His jokes did not get laughs. They got long nods. They say comedy is one part tragedy and one part timing. The Guest of Honor was tragically out of time. He was out of sync the frequency of this party.
He looked to his watch for an escape route. He muttered an obligation to some imaginary alibi. He conveyed this urgency to no one in particular. Then he left without saying goodbye. He was a phantom that disappeared before anyone had time to comprehend him. He did not make waves. He did not leave an impression.
He sighed before stepping through the next entryway. For him, each threshold was a portal to another dimension, an alternative universe. In one dimension he was charming. In one dimension he was an asshole. He was never one in the same.
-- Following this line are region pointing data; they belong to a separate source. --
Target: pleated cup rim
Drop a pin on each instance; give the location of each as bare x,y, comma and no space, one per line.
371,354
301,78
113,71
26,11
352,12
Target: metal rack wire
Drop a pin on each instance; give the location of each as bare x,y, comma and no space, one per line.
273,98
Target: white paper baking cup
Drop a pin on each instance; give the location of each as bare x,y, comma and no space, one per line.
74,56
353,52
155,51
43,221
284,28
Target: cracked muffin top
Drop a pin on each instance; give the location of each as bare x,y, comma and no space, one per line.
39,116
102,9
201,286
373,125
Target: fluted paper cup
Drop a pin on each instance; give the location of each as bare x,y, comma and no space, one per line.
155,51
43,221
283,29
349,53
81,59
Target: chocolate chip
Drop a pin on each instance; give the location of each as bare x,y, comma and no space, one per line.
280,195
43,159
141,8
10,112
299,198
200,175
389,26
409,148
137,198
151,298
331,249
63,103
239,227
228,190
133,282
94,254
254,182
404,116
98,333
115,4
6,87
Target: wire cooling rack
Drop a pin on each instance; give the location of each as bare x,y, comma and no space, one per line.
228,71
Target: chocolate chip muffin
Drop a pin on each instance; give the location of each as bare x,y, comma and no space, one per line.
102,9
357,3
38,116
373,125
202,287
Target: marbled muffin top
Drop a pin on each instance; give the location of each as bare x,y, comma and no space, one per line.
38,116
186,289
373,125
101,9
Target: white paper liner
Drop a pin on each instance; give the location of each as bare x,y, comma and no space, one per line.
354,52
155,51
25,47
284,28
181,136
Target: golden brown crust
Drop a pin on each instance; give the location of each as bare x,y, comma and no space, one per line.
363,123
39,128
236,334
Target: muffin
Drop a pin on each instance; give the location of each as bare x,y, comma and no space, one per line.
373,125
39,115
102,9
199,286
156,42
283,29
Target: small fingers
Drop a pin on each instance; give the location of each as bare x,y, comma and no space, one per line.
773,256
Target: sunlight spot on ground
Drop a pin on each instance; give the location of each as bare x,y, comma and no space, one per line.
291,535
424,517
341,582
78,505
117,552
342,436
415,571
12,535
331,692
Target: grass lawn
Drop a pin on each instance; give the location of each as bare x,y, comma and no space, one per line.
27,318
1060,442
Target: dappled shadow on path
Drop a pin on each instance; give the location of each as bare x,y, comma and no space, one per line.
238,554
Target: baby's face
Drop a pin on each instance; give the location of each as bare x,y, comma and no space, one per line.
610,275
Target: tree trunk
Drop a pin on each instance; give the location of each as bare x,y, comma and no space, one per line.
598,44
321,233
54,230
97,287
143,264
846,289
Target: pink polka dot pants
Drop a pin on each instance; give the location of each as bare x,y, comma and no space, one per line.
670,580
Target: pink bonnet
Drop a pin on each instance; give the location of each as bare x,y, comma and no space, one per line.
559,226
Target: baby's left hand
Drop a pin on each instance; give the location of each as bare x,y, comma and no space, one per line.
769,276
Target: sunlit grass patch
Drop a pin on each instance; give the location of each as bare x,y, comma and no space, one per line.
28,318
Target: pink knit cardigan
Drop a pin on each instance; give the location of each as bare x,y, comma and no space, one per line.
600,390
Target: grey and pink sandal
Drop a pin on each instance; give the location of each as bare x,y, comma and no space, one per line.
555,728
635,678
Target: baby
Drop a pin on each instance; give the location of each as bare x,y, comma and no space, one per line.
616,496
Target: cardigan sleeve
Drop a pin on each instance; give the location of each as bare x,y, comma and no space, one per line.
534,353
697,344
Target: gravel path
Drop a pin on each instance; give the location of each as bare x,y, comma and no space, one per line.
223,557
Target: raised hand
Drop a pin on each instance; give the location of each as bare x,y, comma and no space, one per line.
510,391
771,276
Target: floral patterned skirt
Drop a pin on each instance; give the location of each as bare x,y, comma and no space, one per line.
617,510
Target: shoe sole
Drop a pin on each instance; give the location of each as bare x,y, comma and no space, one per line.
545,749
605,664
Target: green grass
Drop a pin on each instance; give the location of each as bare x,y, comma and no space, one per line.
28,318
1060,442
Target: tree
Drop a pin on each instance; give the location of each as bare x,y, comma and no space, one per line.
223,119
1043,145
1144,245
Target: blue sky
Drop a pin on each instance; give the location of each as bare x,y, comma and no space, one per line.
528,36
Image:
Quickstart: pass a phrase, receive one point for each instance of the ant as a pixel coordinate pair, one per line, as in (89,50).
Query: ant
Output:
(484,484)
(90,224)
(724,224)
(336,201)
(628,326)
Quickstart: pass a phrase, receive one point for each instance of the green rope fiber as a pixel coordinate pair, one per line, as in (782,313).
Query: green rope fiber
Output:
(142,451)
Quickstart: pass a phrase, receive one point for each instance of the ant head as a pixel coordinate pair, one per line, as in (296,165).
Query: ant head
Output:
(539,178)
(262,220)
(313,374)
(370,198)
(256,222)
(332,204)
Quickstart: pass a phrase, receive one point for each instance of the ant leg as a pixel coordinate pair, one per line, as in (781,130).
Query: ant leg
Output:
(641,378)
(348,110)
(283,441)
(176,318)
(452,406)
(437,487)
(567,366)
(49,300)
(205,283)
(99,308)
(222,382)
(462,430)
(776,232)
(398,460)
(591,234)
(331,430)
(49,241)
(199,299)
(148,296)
He’d step through a door and dancers would grind up on him. The beat would ride until the cops shut the place down. He’d step through a door and the guests would turn, cup their hands and whisper. He’d step through a door only to be hurried to the hot tubs. He’d step through a door only to be greeted with fisticuffs.
The variables always changed. They seemed to shift at random. The Guest of Honor was the only constant. He was forever damned to get a different reaction with each new location. Consistency was a luxury the universe could not afford him. He was a man without a dimension, a traveling party crasher, a black listed VIP. A man of the multiverse.
The Guest of Honor paused at the foot of another set of steps. He spat the aftertaste of the last party from his mouth. He shook it from his hands, kicked it from his feet and rolled his head from side to side. He took a deep breath. The night air stung his throat. It chilled his lungs. He stepped up to the entryway. His palm hovered over the door nob. He closed his eyes as it turned, exhaled as the door fell inward. He froze. The vortex was waiting to swallow him up. It was a bottomless grab bag. A universe of infinite possibilities.
The Guest of Honor muttered a prayer to himself, “Please be one of the good ones.”
Then he stepped over the line, through a hole in space and time.